K-Nearest Neighbors algorithm (KNN) on Cuda
KNN is a simple classification algorithm. The algorithm is based on the feature similarity, it classifies a given data point based on how closely out-of-sample attributes, it re- sembles the training set. Three different kernel configurations are implemented: 1D grid and 1D-x block mapping (thread per instance), 1D grid and 1D-x block mapping with shared memory (block per instance), 1D grid of 2D blocks mapping (column per instance).The number of k is taken as a user parameter. Code is optimized as both the accuracy of the sequential and MPI and Cuda versions are same. The grid and block size are determined depending on the number of threads assigned per block.
1D grid and 1D-x block mapping - First approach is a 1D grid with 1D-x block mapping. For a given dataset, each thread is assigned to perform KNN for a particular instance. Number of threads are equal to the number of instances. Depending on the number of threads per block, the block number is determined. The mapping for Approach 1 is shown in Figure.
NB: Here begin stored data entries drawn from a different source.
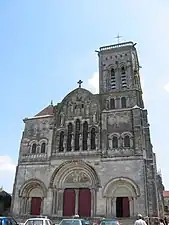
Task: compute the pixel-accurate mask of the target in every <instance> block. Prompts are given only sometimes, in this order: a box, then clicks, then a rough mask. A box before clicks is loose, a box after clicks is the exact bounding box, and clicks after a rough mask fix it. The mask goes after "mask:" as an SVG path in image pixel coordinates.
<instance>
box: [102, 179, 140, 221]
mask: <svg viewBox="0 0 169 225" xmlns="http://www.w3.org/2000/svg"><path fill="white" fill-rule="evenodd" d="M139 195H140V191H139V188H138V186H137V185H136V184H135V183H134V182H133V181H132V180H130V179H129V178H124V177H121V178H115V179H112V180H110V181H109V182H108V183H107V184H106V185H105V187H104V190H103V196H104V197H105V198H106V208H107V210H106V211H107V212H106V213H107V216H116V217H130V216H134V205H135V204H136V199H137V197H138V196H139Z"/></svg>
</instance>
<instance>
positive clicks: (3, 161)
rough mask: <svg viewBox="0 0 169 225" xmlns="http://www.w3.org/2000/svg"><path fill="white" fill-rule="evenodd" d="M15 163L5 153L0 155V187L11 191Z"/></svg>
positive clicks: (8, 191)
mask: <svg viewBox="0 0 169 225" xmlns="http://www.w3.org/2000/svg"><path fill="white" fill-rule="evenodd" d="M15 170H16V164H15V163H14V162H13V160H12V159H11V158H10V157H9V156H7V155H1V156H0V187H1V186H2V187H3V189H4V190H5V191H7V192H9V193H12V187H13V181H14V176H15Z"/></svg>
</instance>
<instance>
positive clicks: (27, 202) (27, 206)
mask: <svg viewBox="0 0 169 225" xmlns="http://www.w3.org/2000/svg"><path fill="white" fill-rule="evenodd" d="M31 201H32V198H28V200H27V214H29V215H30V214H31Z"/></svg>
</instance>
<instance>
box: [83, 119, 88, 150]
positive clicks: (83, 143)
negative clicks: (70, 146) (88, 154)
mask: <svg viewBox="0 0 169 225" xmlns="http://www.w3.org/2000/svg"><path fill="white" fill-rule="evenodd" d="M87 139H88V123H87V122H86V121H85V122H84V123H83V150H84V151H86V150H87Z"/></svg>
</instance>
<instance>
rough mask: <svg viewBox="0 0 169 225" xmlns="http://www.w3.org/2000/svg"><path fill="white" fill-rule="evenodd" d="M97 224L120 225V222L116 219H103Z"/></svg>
mask: <svg viewBox="0 0 169 225" xmlns="http://www.w3.org/2000/svg"><path fill="white" fill-rule="evenodd" d="M99 225H120V222H119V221H118V220H117V219H116V218H113V219H103V220H101V221H100V224H99Z"/></svg>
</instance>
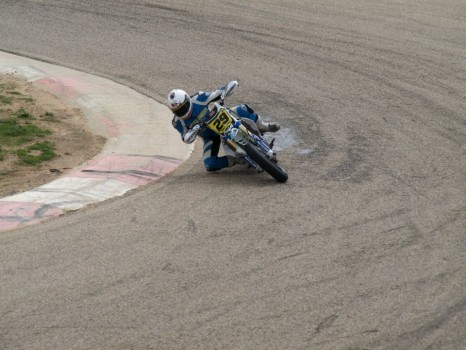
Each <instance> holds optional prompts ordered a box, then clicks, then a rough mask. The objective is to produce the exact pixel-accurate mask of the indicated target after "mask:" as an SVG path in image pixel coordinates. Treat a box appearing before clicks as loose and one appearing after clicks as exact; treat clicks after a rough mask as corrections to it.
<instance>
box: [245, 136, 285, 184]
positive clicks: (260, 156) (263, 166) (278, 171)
mask: <svg viewBox="0 0 466 350" xmlns="http://www.w3.org/2000/svg"><path fill="white" fill-rule="evenodd" d="M243 148H244V150H245V151H246V153H247V154H248V155H249V157H251V159H252V160H253V161H255V162H256V163H257V164H258V165H259V166H260V167H261V168H262V169H264V170H265V171H266V172H267V173H268V174H269V175H270V176H272V177H273V178H274V179H275V180H277V181H278V182H286V180H288V174H287V173H286V172H285V171H284V170H283V169H282V168H281V167H279V166H278V164H277V163H275V162H274V161H272V160H270V159H269V158H267V157H266V156H265V155H264V154H263V153H262V152H260V151H259V150H258V149H257V148H256V147H255V146H254V145H253V144H251V143H250V142H248V143H247V144H246V145H245V146H244V147H243Z"/></svg>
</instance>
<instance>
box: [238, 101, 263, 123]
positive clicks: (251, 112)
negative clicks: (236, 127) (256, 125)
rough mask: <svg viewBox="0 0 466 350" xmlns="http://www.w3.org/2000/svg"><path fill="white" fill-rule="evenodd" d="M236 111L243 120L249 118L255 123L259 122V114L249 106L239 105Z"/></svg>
mask: <svg viewBox="0 0 466 350" xmlns="http://www.w3.org/2000/svg"><path fill="white" fill-rule="evenodd" d="M234 110H235V112H236V114H238V115H239V116H240V117H241V118H248V119H251V120H252V121H254V122H255V121H256V120H257V114H256V113H255V112H254V110H253V109H252V108H251V107H249V106H248V105H247V104H242V105H239V106H237V107H236V108H235V109H234Z"/></svg>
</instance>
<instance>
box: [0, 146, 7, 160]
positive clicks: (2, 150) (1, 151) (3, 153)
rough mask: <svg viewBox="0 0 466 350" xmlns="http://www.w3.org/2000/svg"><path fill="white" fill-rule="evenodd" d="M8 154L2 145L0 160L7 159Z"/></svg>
mask: <svg viewBox="0 0 466 350" xmlns="http://www.w3.org/2000/svg"><path fill="white" fill-rule="evenodd" d="M6 154H7V151H6V150H4V149H2V147H0V161H2V160H5V157H6Z"/></svg>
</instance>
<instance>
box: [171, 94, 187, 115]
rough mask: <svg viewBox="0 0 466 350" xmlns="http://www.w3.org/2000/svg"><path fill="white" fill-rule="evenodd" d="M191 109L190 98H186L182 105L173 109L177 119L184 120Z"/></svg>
mask: <svg viewBox="0 0 466 350" xmlns="http://www.w3.org/2000/svg"><path fill="white" fill-rule="evenodd" d="M189 107H191V101H190V100H189V98H186V99H185V100H184V102H183V103H182V104H180V105H179V106H178V107H176V108H175V109H173V113H174V114H175V115H176V116H177V117H180V118H183V117H185V116H186V114H187V113H188V112H189Z"/></svg>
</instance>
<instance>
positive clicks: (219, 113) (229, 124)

1D grid and 1D-x block mapping with shared memory - Second approach, is 1D grid and 1D-x block mapping with shared memory. For a given dataset, each block is assigned to perform KNN for a particular instance. Euclidean distance calculation of one instance with all other instances are divided between the threads in each block. Since all threads in the block are performing the euclidean distance calculation simultaneously, the distance matrix is initialized in the shared memory where all threads were synchronized before selecting the k number of nearest of elements. Since multiple threads are assigned to one instance instead of one thread the processing time is reduced which makes this mapping more efficient than the Approach 1
1D grid of 2D blocks mapping - Third approach is a 1D grid divided into 2D blocks and are indexed using row and column values. For a given dataset, each column is assigned to perform KNN for a particular instance. The euclidean distance calculation performed by different threads are written to a 2D matrix in the shared memory and read into a temporary array while selecting the k number of nearest of elements. Since one block is assigned to more than one instance to perform KNN, this reduces the time compared to the approach where a thread is assigned to an instance but not than the approach where each block is assigned one instance.